The Court of Appeal dismissed the taxpayer’s appeal and upheld the decision of the Upper Tribunal (who in turn had upheld the decision of the First-tier Tribunal). The court was not impressed with the strategy and said:

this appeal was a thinly disguised attempt to undermine the Ramsay principle. Once it was accepted that the principle remains valid, and once the findings of the First Tier Tribunal were accepted, this appeal was doomed to fail.
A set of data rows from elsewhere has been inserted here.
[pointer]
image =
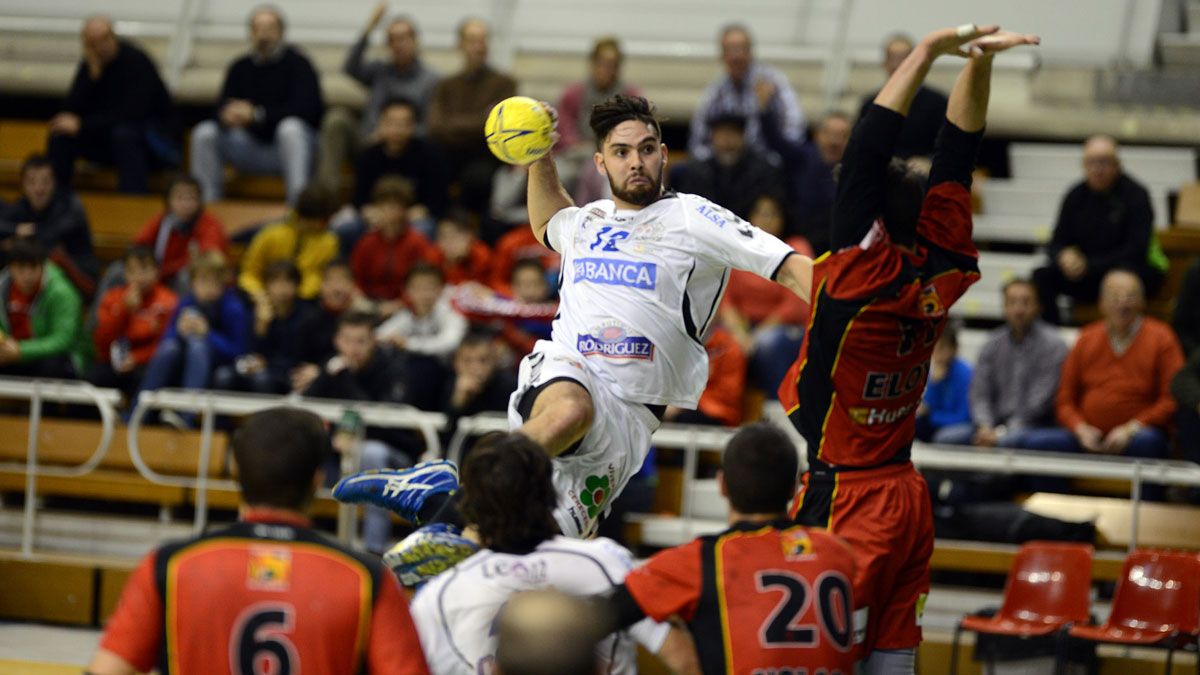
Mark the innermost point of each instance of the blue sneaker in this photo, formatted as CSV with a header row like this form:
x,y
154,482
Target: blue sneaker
x,y
402,491
427,553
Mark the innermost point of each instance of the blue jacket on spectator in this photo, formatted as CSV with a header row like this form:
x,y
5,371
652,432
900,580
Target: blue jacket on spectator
x,y
228,324
948,400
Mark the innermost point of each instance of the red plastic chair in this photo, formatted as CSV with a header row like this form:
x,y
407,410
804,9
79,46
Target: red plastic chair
x,y
1047,590
1157,603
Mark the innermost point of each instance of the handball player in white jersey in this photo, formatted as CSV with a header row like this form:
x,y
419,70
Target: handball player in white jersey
x,y
642,276
509,500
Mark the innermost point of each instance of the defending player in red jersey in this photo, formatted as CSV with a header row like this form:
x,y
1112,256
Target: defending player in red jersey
x,y
766,595
267,595
900,256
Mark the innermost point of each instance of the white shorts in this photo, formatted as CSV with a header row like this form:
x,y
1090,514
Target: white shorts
x,y
611,453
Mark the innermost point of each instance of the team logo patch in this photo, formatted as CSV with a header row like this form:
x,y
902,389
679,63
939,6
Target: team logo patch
x,y
269,569
613,341
613,272
594,495
796,543
931,303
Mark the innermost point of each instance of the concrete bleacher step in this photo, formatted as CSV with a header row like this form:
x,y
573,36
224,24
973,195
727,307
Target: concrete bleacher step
x,y
78,533
983,300
1060,161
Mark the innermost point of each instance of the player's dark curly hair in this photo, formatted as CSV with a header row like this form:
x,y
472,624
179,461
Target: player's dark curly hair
x,y
616,109
507,493
760,466
904,195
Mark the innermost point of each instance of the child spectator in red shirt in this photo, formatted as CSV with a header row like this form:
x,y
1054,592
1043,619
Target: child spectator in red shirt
x,y
131,321
184,230
382,257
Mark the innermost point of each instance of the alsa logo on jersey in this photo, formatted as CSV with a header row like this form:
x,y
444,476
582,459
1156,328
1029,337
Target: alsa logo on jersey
x,y
617,273
613,341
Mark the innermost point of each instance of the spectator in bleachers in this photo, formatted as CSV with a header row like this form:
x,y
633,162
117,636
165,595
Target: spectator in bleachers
x,y
185,228
209,329
1017,375
405,76
337,296
1186,318
131,322
521,314
516,245
118,112
808,167
276,336
720,404
733,94
1186,389
303,238
945,411
459,252
478,382
384,255
399,150
52,215
733,174
41,322
1105,222
766,320
268,112
576,102
427,326
460,108
576,142
364,371
1115,392
924,119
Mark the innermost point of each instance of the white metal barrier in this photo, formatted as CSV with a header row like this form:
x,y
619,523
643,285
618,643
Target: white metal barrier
x,y
690,438
36,392
211,404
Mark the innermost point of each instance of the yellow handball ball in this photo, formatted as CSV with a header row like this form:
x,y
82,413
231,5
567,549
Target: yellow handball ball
x,y
519,130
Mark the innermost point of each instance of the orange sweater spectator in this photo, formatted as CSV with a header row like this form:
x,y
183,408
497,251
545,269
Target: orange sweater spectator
x,y
517,245
382,258
721,401
183,230
130,322
461,256
1114,396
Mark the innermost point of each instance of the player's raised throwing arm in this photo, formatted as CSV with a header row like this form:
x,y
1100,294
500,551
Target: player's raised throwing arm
x,y
546,195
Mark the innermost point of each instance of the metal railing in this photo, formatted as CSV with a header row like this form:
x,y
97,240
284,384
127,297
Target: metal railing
x,y
690,438
211,404
37,392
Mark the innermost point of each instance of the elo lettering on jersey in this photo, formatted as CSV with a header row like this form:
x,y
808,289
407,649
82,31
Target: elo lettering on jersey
x,y
615,342
617,273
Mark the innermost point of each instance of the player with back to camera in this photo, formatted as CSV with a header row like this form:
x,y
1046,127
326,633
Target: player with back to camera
x,y
642,276
901,255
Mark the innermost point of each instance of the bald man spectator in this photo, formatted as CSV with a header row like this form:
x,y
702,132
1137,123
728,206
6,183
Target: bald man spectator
x,y
1114,396
117,113
1105,222
269,108
808,166
460,108
402,76
733,94
919,130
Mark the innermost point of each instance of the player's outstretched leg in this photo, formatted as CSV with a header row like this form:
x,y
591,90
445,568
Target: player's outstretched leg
x,y
561,416
406,491
429,551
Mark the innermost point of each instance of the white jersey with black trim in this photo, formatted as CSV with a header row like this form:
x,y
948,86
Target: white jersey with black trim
x,y
639,288
455,611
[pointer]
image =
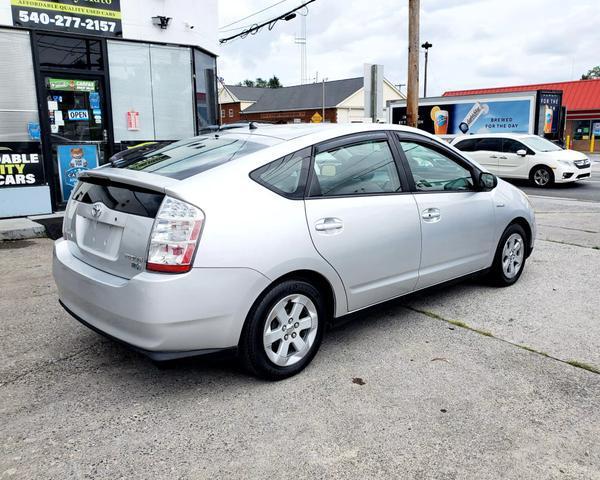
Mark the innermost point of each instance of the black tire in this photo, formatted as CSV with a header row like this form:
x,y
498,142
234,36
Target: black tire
x,y
496,274
251,349
541,176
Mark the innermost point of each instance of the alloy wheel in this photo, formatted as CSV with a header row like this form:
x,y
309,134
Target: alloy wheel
x,y
513,253
541,177
290,330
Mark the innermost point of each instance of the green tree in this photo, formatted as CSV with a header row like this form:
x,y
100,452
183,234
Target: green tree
x,y
592,73
274,82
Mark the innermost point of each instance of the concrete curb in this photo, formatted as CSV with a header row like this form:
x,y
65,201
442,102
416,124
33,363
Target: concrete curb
x,y
20,229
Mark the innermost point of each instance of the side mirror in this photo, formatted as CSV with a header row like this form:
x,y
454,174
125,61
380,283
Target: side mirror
x,y
487,181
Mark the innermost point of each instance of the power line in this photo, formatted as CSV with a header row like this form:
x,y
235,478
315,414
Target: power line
x,y
254,29
252,14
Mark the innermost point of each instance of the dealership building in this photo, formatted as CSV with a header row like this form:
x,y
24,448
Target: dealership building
x,y
581,100
83,79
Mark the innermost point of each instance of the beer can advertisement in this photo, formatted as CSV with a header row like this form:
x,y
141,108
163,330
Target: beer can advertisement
x,y
72,160
471,117
21,165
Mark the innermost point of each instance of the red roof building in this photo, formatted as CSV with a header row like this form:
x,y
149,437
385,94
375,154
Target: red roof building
x,y
582,99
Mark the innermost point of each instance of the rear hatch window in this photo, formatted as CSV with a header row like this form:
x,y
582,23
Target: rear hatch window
x,y
185,158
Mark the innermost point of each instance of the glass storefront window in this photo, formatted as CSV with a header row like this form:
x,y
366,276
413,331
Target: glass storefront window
x,y
206,71
581,130
596,128
69,52
151,89
171,69
131,91
18,102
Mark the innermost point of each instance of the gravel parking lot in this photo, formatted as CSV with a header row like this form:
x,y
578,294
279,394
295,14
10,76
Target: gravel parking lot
x,y
461,382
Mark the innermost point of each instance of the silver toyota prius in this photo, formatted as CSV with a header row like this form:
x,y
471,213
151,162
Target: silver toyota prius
x,y
256,238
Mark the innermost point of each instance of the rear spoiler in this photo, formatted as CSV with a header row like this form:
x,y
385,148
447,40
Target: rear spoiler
x,y
149,181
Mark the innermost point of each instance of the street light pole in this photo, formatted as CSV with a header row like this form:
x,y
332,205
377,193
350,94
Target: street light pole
x,y
323,107
426,46
412,88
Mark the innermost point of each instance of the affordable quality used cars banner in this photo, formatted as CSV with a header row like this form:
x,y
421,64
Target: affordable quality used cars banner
x,y
21,164
89,17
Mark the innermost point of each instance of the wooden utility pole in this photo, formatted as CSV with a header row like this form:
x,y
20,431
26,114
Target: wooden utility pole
x,y
412,88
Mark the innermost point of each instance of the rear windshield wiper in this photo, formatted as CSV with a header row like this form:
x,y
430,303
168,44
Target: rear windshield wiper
x,y
131,155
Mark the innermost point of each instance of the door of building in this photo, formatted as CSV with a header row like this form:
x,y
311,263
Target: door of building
x,y
78,128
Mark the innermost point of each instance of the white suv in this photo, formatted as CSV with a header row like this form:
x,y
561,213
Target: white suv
x,y
525,156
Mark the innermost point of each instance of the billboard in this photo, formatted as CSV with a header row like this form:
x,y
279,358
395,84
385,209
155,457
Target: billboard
x,y
479,116
549,113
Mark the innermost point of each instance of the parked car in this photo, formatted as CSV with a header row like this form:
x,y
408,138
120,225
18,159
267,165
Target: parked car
x,y
255,239
525,156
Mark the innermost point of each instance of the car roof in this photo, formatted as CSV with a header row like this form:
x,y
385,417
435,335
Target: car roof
x,y
292,131
516,136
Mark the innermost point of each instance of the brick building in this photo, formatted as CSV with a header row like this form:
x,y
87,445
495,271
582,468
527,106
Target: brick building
x,y
341,101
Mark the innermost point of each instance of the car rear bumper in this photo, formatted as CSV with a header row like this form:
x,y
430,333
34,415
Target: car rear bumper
x,y
162,315
566,175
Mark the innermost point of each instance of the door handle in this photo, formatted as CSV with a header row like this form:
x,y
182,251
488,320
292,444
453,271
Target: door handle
x,y
328,224
431,215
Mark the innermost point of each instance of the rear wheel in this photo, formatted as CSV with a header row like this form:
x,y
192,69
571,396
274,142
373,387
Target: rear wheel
x,y
542,176
510,257
283,330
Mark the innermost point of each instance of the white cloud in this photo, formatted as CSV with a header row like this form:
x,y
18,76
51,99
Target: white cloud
x,y
476,43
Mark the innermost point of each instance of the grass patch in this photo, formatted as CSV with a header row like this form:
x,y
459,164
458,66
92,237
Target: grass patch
x,y
585,366
458,323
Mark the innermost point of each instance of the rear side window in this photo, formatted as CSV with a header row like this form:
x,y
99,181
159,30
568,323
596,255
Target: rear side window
x,y
467,145
513,146
287,175
488,144
357,169
433,171
183,159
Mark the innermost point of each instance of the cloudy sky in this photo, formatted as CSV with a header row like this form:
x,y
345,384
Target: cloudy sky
x,y
476,43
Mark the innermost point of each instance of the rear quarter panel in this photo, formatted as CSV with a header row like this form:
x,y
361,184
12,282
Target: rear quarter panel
x,y
249,226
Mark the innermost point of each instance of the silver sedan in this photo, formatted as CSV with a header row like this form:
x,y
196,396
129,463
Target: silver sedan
x,y
256,238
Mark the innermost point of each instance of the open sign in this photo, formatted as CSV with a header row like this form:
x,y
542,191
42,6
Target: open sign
x,y
78,115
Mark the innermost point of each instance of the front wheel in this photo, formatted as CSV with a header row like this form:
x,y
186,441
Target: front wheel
x,y
542,177
510,257
283,330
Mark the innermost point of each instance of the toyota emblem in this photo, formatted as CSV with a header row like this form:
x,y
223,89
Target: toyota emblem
x,y
96,210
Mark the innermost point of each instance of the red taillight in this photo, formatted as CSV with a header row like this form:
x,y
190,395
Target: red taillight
x,y
174,237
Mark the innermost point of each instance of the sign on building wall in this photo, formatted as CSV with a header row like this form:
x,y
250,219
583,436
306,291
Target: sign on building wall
x,y
89,17
471,117
21,164
549,105
72,160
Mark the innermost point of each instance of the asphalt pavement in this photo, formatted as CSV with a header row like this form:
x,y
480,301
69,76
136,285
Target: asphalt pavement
x,y
461,382
588,189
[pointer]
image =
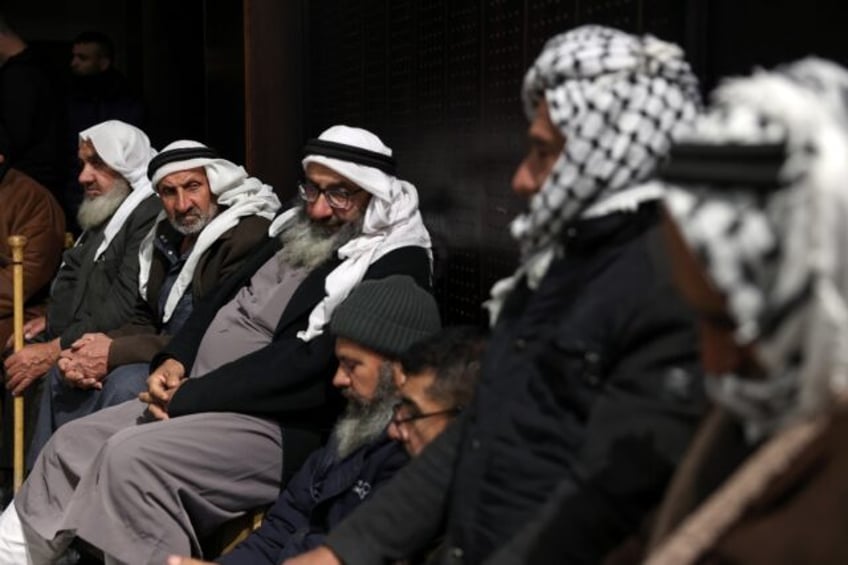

The relevant transaction here is plainly the scheme as a whole: namely a series of interdependent and linked transactions, with a guaranteed outcome….. They were self-cancelling……There is in truth no significant difference between this scheme and the scheme in Ramsay, other than the nature of the ‘asset’.”

Comment

This case confirms, if confirmation was needed, that the Ramsey principle is alive and well and that  the courts are content to rely upon the Ramsay principle in order to find in favour of HMRC. Given that the success, or otherwise, of a Ramsay argument will depend upon the facts of the case under consideration, it was always going to be difficult for the taxpayer to overturn the decision of the fact finding First-tier Tribunal who, in dismissing the appeal, held on the evidence that the options “were inextricably linked with each other to form a continuous process which could be viewed commercially as a single or composite transaction”.